Por incrível que pareça, apesar do enorme sucesso de “Arquivo X”, o estilo militar voltou com toda a força na FC televisiva. Esse retorno se deu principalmente com duas séries: “Babylon 5” e “Stargate SG1”. Cada uma a sua maneira, essas séries voltavam a centrar o foco de suas histórias em torno de personagens militares, com o devido acompanhamento visual. Mas há diferenças. “Babylon 5” adotou um estilo bem mais aproximado ao de Jornada em termos de uniformes militares, mas sem cometer os erros dessa última. Nessa série o velho estilo do “militarismo espacial” ganhou formas bem mais incisivas do que na criação de Roddenberry, refletindo muito mais precisamente a personalidade de seus personagens.
Mas é em “Stargate SG1” que se encontrou um equilíbrio melhor no visual preponderantemente militar. Vale lembrar que “Stargate SG1” não se passa no futuro. Assim, é óbvio que Jack O’Neil e seu pessoal adotem o padrão visual atual das forças armadas americanas. Até o momento, é a série de ficção científica que melhor aproveita essa característica pois há sempre o traje certo para a ocasião certa. Nada de pijamas “full time” (não riam…).

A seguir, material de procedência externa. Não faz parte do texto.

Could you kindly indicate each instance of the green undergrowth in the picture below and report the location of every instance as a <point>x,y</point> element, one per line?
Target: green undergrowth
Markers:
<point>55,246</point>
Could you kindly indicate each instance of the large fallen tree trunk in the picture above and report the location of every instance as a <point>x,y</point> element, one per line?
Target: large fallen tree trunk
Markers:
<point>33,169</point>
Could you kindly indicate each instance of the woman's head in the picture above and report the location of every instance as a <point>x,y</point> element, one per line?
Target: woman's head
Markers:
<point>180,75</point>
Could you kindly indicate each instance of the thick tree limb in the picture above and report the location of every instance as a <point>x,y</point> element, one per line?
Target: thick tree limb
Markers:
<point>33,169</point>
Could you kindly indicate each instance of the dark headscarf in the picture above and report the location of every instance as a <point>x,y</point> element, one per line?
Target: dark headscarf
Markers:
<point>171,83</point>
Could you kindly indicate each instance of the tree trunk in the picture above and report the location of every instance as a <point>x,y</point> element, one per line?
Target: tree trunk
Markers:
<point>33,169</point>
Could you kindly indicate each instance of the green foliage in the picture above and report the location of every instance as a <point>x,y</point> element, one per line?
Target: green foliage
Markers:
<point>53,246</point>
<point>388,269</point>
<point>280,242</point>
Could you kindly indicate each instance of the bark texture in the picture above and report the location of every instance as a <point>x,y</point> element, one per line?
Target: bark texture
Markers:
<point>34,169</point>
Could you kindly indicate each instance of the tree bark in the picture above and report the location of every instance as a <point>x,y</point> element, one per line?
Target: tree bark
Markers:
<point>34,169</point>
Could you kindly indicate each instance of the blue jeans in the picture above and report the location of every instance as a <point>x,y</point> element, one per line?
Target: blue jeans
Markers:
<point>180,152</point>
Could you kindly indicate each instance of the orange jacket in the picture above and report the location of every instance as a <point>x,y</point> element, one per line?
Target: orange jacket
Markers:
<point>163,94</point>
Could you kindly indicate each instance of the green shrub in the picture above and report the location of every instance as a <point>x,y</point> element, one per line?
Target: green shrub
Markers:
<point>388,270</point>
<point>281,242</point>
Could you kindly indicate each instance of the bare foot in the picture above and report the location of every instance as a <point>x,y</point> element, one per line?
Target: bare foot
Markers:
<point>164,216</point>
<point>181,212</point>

E não podemos esquecer “Firefly”, a série de curta duração criada por Joss Wheadon, onde o western serve como elemento para se criar um ambiente sci-fi totalmente incomum. Provavelmente nunca o western e a FC tiveram uma simbiose tão radical. E é claro que o visual dos personagens acompanha esse espírito paradoxalmente “retrô futurista”. Teremos a chance de conferir como esse mix vai funcionar na telona, com o lançamento de Serenity.
É verdade que os “pijamas” foram momentaneamente abandonados em Jornada com o advento de Enterprise mas, quer façam parte do show ou não, na opinião desse articulista o tempo deles já passou. Mas espero sinceramente que, se outra série trek for criada, as preocupações dos produtores não girem somente em torno das roupas dos personagens, como aconteceu em “Espaço 1999”.